The dragon's den exited at the base of the castle, right next to the Vistula River. I started to walk into the old town area and was quite taken with the city. It had the same old European charm of Gdansk, mixed with the feeling of a large city; it was an interesting combination. Everywhere I looked I saw old-style buildings; horse-drawn carriages were everywhere as well. I passed several churches on my way to the main square.
The main market square was one of my favorite areas of the old town. There was a large and impressive church in one corner, a large building in the center (this building was the old "cloth market" that was used when the square was a working street market), and at the opposite corner was another church. The square was massive; it was used as a market for years before the Second World War and this tradition was maintained, even through the communist times. Now the square was lined with restaurants, souvenir shops, and stores. In one corner of the square was a small memorial: it was an old water pump with a sign to remember a protester who committed self-immolation in the 1980s.

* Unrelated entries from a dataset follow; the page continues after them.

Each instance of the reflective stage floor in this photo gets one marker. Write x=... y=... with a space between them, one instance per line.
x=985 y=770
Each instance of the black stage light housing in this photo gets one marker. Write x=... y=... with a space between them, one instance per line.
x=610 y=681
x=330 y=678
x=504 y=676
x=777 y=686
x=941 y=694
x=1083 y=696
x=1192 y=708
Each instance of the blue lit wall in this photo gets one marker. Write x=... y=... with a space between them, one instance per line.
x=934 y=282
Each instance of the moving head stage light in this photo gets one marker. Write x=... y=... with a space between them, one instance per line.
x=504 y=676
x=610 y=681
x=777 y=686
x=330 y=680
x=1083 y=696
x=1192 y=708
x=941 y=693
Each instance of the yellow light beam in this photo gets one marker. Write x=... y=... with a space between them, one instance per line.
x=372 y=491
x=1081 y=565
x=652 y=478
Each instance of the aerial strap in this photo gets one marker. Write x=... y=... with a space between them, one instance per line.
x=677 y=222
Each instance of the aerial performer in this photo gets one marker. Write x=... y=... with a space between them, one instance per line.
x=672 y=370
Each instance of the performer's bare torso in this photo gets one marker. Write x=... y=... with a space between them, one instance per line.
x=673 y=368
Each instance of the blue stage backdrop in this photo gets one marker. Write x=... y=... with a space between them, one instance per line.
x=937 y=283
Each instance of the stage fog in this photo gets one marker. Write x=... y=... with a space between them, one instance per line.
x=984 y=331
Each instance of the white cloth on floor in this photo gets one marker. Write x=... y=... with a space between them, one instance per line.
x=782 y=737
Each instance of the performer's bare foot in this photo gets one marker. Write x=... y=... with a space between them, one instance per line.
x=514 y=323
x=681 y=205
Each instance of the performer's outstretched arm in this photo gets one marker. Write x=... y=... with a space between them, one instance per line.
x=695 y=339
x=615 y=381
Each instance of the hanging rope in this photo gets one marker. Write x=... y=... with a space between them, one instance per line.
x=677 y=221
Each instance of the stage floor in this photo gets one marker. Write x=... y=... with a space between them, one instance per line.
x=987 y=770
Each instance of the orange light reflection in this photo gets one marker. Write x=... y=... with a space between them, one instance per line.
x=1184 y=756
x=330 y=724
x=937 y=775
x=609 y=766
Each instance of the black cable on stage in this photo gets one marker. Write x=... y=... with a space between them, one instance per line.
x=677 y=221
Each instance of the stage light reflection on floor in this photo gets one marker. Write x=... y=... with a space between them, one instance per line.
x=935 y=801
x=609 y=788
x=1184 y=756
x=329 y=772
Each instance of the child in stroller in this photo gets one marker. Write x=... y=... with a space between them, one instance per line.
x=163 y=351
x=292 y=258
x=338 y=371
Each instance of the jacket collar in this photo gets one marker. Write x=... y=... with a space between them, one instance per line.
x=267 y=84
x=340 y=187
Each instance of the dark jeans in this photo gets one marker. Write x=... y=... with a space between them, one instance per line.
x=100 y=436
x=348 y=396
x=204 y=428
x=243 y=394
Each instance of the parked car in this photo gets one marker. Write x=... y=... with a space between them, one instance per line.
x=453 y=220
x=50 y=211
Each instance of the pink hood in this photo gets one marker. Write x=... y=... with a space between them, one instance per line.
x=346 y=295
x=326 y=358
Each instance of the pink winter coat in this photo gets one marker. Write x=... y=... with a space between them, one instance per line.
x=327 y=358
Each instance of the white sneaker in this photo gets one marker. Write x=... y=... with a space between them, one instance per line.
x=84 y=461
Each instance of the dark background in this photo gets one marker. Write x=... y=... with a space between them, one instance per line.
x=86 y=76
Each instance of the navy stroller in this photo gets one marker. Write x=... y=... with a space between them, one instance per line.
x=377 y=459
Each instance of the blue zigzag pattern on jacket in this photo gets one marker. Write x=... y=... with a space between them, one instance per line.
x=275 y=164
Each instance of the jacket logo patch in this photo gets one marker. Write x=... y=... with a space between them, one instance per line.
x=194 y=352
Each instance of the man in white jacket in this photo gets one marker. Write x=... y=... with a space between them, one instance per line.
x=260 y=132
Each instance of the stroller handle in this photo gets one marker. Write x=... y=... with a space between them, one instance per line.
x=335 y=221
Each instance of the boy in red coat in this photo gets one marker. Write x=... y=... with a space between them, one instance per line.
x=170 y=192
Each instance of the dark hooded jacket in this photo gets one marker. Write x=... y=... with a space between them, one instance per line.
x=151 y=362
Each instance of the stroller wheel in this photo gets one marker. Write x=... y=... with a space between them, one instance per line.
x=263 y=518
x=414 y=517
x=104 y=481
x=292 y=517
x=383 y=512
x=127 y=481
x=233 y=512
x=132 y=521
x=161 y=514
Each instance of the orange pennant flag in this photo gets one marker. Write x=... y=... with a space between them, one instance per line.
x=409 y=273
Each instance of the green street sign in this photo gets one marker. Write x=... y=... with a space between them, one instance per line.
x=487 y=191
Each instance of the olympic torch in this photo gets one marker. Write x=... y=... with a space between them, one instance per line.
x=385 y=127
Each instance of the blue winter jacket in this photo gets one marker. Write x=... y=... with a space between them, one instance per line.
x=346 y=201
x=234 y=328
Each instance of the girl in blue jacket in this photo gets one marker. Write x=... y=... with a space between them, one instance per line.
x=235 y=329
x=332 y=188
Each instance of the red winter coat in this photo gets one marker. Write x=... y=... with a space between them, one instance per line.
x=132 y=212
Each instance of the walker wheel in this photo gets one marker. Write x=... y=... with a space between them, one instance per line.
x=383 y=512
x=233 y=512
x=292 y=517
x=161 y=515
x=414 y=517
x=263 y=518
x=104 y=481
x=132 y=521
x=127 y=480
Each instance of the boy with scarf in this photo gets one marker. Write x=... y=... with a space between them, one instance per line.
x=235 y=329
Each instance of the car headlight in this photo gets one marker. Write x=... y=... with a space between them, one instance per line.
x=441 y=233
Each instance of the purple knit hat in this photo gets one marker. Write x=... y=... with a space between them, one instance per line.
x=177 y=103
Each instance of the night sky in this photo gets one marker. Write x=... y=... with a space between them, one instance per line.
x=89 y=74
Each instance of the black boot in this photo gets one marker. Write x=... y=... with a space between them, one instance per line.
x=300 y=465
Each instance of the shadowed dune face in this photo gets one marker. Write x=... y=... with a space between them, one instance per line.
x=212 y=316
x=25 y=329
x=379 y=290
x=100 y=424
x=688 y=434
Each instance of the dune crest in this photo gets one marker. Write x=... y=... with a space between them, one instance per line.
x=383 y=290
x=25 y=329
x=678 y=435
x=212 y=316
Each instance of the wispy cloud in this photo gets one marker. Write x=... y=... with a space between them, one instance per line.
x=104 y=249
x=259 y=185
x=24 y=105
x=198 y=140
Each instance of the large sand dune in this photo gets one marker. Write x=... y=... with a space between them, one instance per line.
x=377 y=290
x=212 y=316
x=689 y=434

Several street artists were performing around the square: signing or playing the guitar. One performer caught my eye though: he was simply blowing bubbles, over and over again. He had a home-made tool that he was using to blow the bubbles: two long sticks tied together with a series of strings and loops. He would dip the strings into the bubble solution and then wave it through the air. This would create dozens and dozens of bubbles in mere seconds. Little kids were flocking over to that area, running after the bubbles. I decided to give him the few coins that I had in my pocked (maybe the equivalent of $1 USD).
I had one last loop to make on my sightseeing journey for today. I headed further north to a nice park just outside of the old city walls. This area had fewer tourists, which I rather liked. As I was walking through the park I came across an old fortification. Across the street from the fort I spotted a large monument with several statues around it. I ventured over to get a closer look and was really intrigued by the statues, especially one of a knight lying dead at the bottom.
By this time I was quite hungry and I walked back to a restaurant that I had noticed near the castle. It looked to be a Polish-German restaurant; they were serving German beer in liter mugs, so how bad could it be?! I walked in and sat down... and then waited for several minutes for someone to come by; later on I realized that this was one of the few European restaurants where the hostess seats the guests - you don't seat yourself! I ordered a liter of Pilsner Urquell and the schnitzel for dinner. When the food arrived I was blown away by how massive the portion was - it could easily feed two people! The couple sitting next to me were equally shocked and we joked about the size of it. I managed to eat about 3/4 of it before I had to stop.
Now I'm relaxing at the hotel, hoping to get some sleep tonight before heading out early for a guided tour tomorrow.